Odd for me, I made no photos of the aggressive colony during daylight. This is the split and the parent (suspect) hive is to the right. Nothing special to see in the photo. At night, they were calm. Did they deserve to die?

One of last year’s swarms seemed particularly feisty and possessive. Though it was happy in my equipment, it was never very happy with me. But all things considered, last year we tolerated each other. 

However, this year something went over the edge. As has always been my nature, if I am at home and doing something other than bees, once or twice per day I casually wander back to my apiary. 

About a month ago, on one of my wandering trips to the apiary, as I was pensively standing there – considering the world – a bee or two came for me. I mean they were coming to get me – not just send me from the area. Slapping and swatting – this was not enjoyable, and I felt that the attack was underserved. It began to be a regular event. I began to put on a veil as a matter of course just to have a quiet walk. As the season progressed, I commonly had eight to 10 bees bombarding me. No problem with a bee suit on, but this behavior was completely new to my apiary. Then it began to get complex.

As I normally do, I bought a few packages for photographing and writing topics and a couple of queens for making splits. When I went to the bee yard to check the progress of these new bees and queens, I had these aggressive bees all around me. But here’s the bee rub – I could not tell exactly from which hive or hives these nasty bees were originating.

A moving screen. I also put one on the bottom with screen side down. The confined colony had plenty of ventilation.

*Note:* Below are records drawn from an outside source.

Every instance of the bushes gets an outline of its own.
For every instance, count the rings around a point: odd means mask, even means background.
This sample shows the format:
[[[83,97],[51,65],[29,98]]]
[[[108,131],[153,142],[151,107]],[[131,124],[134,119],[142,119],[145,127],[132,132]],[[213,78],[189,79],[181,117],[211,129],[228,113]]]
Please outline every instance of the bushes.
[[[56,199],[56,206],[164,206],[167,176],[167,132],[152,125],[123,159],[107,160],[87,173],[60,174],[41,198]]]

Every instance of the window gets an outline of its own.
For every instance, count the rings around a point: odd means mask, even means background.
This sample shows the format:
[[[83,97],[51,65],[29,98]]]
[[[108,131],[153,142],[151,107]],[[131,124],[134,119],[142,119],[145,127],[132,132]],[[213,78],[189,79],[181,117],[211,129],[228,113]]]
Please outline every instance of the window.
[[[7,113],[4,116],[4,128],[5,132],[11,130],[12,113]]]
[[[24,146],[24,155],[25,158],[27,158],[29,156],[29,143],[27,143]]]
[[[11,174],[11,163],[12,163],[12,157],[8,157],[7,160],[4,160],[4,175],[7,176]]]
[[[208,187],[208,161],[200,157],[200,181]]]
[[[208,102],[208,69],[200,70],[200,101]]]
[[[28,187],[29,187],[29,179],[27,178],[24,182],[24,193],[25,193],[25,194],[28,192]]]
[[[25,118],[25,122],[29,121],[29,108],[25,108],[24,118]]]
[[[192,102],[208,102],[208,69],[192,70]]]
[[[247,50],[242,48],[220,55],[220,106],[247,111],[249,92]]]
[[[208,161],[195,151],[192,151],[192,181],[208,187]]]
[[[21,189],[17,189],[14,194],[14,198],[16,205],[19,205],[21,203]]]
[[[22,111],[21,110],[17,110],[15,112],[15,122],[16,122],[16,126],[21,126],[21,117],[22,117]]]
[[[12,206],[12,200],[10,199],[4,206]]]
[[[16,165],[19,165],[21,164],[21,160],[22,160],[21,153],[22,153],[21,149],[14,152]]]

As I write this – even in the presence of new beekeepers – I need to say that this was getting to be an unpleasant situation. I named the hive(s) my sentinel hive.  It protected my entire apiary. As I opened the stockade fence gate surrounding my apiary, they were immediately there. I made rounds to all the other hives and could not tell that there was any entrance confusion coming from any of the hives. This situation was evolving in a suburban bee situation that was not enjoyable.

I considered this…

By putting that uncapped honey on three colonies that I discussed above, had I upset the mood in the beeyard? I was specifically careful to only have one entrance and to put the uncapped frames on top of the colony far away from the entrance. There was no mess, but in some way did I trip a trigger? I toyed with this idea for a couple of days before deciding it was not the issue. Inside the colonies where the uncapped honey-cleanup work was being completed, all was serene and calm. There were no indications of robbing or other beehive conflicts.

Not knowing what else to do…

I used an inner cover on top to prevent the eight-mesh screen from crumpling under strap pressure. Note the bottom deep screen inverted to allow for bottom ventilation.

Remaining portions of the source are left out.